Overcoming Anxiety When Living With an Alcoholic

Anxious WomanMillions suffer from anxiety because they are living with an alcoholic spouse, mother, father, brother, sister or teenager. This is by far one of the biggest subjects related to alcoholism that I can think of. Here are a few steps for overcoming this troubling emotion that affects us on a daily basis.

It’s OK to not go home
This is something that took me a while to learn. If I was not mentally prepared to go home to the unexpected because there was a restless feeling on the inside of me, I had to learn to ride around the block a few times. We must learn to recognize when something is bothering us and get control of our emotions before walking into the atmosphere where the alcoholic in our lives lives. By getting a handle on things prior to walking in the door, we can better handle what is going to happen on the other side of the door.

Living a more serene life
As we begin to attend support group meetings that help us get more peace in our lives, when the calm is disrupted we begin to notice it right away. Because of this recognition, we then are able to focus on ourselves and work at getting rid of the anxiety related to living with an alcoholic. Before learning how to get serenity, we had no idea what peace was like because we were always fighting and arguing with the problem drinker.

upset womanJust go to sleep-a key to overcoming anxiety
I learned early on from a good friend in the Al-anon program that I should just go to sleep when the alcoholic refuses to come home and wants to stay out drinking. This tremendously helped me to not lose my cool due to lack of sleep. Even though at times it was extremely difficult to do, the more I practiced just getting in bed, instead of pacing the floor, the better I got at falling asleep. When we lose sleep we then become vulnerable to experience all sorts of negative emotions. Anger and anxiety go hand in hand with families who are dealing with an active alcoholic.

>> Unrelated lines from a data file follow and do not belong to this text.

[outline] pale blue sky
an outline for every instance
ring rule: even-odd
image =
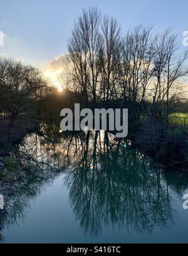
[[[0,52],[45,68],[67,52],[74,21],[90,6],[117,18],[125,31],[139,24],[158,31],[170,26],[182,41],[188,30],[187,0],[0,0],[0,31],[6,35]]]

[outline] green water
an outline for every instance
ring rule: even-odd
[[[2,242],[188,242],[187,175],[130,141],[41,124],[16,148],[21,169],[0,181]]]

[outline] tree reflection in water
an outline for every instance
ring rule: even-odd
[[[23,218],[31,200],[62,171],[71,207],[90,236],[110,226],[139,232],[170,228],[177,216],[173,196],[182,197],[188,186],[185,175],[160,169],[107,132],[61,133],[53,124],[41,124],[18,147],[23,169],[2,181],[1,230]]]

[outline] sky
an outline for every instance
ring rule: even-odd
[[[159,32],[171,27],[182,41],[188,30],[187,0],[0,0],[0,54],[45,70],[67,53],[74,21],[89,6],[116,18],[125,32],[140,24]],[[186,48],[182,44],[182,51]]]

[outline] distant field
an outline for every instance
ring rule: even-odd
[[[171,124],[188,128],[188,113],[174,113],[169,116],[169,121]]]

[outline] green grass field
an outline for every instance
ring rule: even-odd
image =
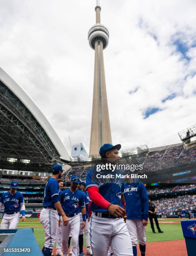
[[[175,222],[180,221],[181,220],[181,219],[159,219],[159,221]],[[156,231],[157,232],[157,230],[156,230],[155,224],[154,225]],[[157,233],[156,234],[153,234],[152,232],[150,225],[149,223],[148,224],[146,230],[147,242],[178,240],[183,239],[181,225],[180,223],[161,223],[160,226],[161,230],[164,231],[163,233]],[[23,228],[27,227],[33,228],[34,234],[39,245],[40,247],[42,247],[44,242],[44,237],[43,226],[40,222],[39,218],[27,219],[25,222],[20,220],[18,228]],[[36,227],[34,228],[34,227]]]

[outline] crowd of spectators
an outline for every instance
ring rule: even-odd
[[[18,182],[43,182],[45,180],[45,179],[18,179],[18,177],[13,177],[13,179],[8,179],[7,178],[1,178],[0,179],[0,181],[8,181],[11,182],[13,179],[16,179]]]
[[[178,215],[181,218],[196,217],[196,195],[179,196],[172,198],[153,200],[157,207],[157,214],[163,217],[166,215]]]
[[[179,145],[156,152],[147,154],[143,162],[146,171],[156,171],[190,164],[196,161],[196,148],[184,149]]]
[[[43,200],[43,197],[24,197],[24,199],[25,200],[31,200],[31,201],[38,201]]]
[[[63,176],[65,182],[70,182],[72,176],[77,175],[80,177],[84,169],[83,166],[73,167]]]
[[[161,188],[156,187],[153,189],[147,189],[148,195],[156,195],[164,193],[171,193],[178,191],[188,191],[196,189],[196,184],[187,184],[186,185],[177,185],[173,187]]]

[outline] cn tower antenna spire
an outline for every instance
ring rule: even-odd
[[[89,155],[99,153],[100,147],[106,143],[112,144],[106,87],[103,64],[103,50],[108,44],[109,31],[101,23],[101,8],[96,0],[96,24],[88,35],[89,44],[95,51],[95,71],[91,130]]]

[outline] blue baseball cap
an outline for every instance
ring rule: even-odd
[[[13,180],[12,181],[10,184],[10,188],[14,188],[14,189],[18,189],[18,182],[15,181],[15,180]]]
[[[100,149],[99,150],[99,154],[101,157],[103,157],[104,156],[105,153],[106,152],[106,151],[114,149],[116,149],[119,150],[121,148],[121,145],[120,144],[117,144],[117,145],[115,145],[115,146],[113,146],[112,145],[112,144],[106,143],[106,144],[104,144],[100,148]]]
[[[74,183],[80,183],[81,182],[78,176],[72,176],[71,178],[71,181]]]
[[[59,171],[63,172],[64,170],[60,164],[55,164],[53,167],[52,171],[53,174],[57,174]]]

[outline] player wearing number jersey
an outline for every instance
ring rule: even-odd
[[[86,178],[86,188],[92,201],[90,209],[92,213],[90,220],[90,238],[94,256],[107,256],[110,246],[118,256],[133,256],[131,241],[123,217],[125,211],[121,200],[124,191],[120,178],[115,182],[99,182],[95,177],[104,173],[106,163],[116,163],[120,158],[120,144],[113,146],[104,144],[99,154],[105,166],[101,165],[101,172],[96,167],[90,169]],[[116,170],[116,173],[121,174]],[[112,173],[109,170],[108,173]]]
[[[63,173],[61,165],[56,164],[53,167],[53,175],[46,184],[44,189],[43,209],[41,211],[40,220],[43,224],[45,242],[42,249],[45,256],[51,256],[56,241],[57,227],[59,216],[62,216],[64,225],[67,225],[68,220],[59,202],[59,194],[60,191],[57,182]]]
[[[80,228],[80,236],[79,236],[79,256],[84,256],[83,253],[83,234],[85,236],[85,241],[86,245],[86,253],[89,255],[92,255],[93,253],[90,248],[90,244],[89,239],[89,220],[88,214],[88,204],[89,202],[89,196],[86,189],[86,183],[85,182],[81,182],[82,191],[84,193],[85,205],[86,206],[86,224],[85,227],[83,228]]]
[[[10,190],[4,193],[0,197],[0,209],[4,206],[4,214],[1,222],[1,229],[14,229],[16,228],[19,221],[20,211],[22,214],[22,220],[25,220],[25,206],[23,195],[17,191],[18,188],[17,182],[11,182]]]
[[[82,216],[82,228],[85,226],[86,210],[83,192],[77,189],[80,183],[78,176],[73,176],[71,178],[70,188],[62,192],[60,201],[63,209],[69,218],[69,224],[62,228],[62,250],[63,256],[68,254],[68,241],[69,235],[71,232],[72,239],[72,256],[78,255],[78,237],[80,232],[80,212]]]
[[[59,192],[59,200],[60,200],[60,196],[63,192],[62,189],[63,187],[63,181],[61,179],[59,179],[58,182],[60,191]],[[58,225],[57,228],[57,234],[56,236],[56,256],[63,256],[63,253],[61,251],[62,247],[62,229],[63,226],[62,223],[62,218],[61,216],[58,221]]]
[[[128,172],[125,171],[126,173]],[[131,239],[133,256],[137,255],[137,237],[141,254],[145,256],[146,226],[148,215],[148,195],[143,183],[136,182],[131,178],[128,181],[128,183],[124,184],[124,194],[122,196],[122,200],[124,198],[126,207],[126,224]]]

If you are living with an alcoholic, then it’s for certain that you are dealing with anxiety. If we can stay present in today, avoid the future and forget about the past, we are better able to maintain a certain level of serenity. This is another way of overcoming anxiety. Just to know that today I have everything that I need, sometimes is all I need to help me keep my cool and not lash out at the alcoholic in the family.


2 comments to Overcoming Anxiety When Living With an Alcoholic

  • Bernadette

    I have been reading and reading and everything i recognize.
    Living with an addicted mind, although not violent, but mind raping is very hard.
    But also give me an opportunity to work at myself.
    To be a tough love is what i need to learn to express my boundries…..gain self respect!!

    THANK YOU

  • Diana

    I get that acke in my stomach and can’t concentrate. My dear husband is so sweet and giving and caring. He drinks all the time as much and as fast as he can. He’s a classic case of denial. I really don’t think he understands how hard it is for me or anyone to be around him. He loves being around me and insists we hang together till he demands food and passes out. I’m relieved and get better when he does. how can I relax and accept this without the anxiety and light headed feeling? I can leave him if I want I got a job and cr. I’m not stuck. So why am I so anxious? Is it because I know that I should exit our relationship and build a more peaceful life for myself. He’s so good to me in every other way…when I put up a fuss and start staying away and ignoring him he stops drinking for a few weeks or months. But he always goes back. The worst part is we can’t really go anywhere not even out to eat. He drinks behind my back and is wasted on the drive to wherever we’ go. Only close couple friends understand. He’s so spacy and weird everything is ok if I baby him but if I don’t he’s totally obnoxious. What can I do on a typical drunk day so I don’t get anxiety? I know this is stressful and sad but I know it already and don’t understand why I’m still so anxious about his behavior.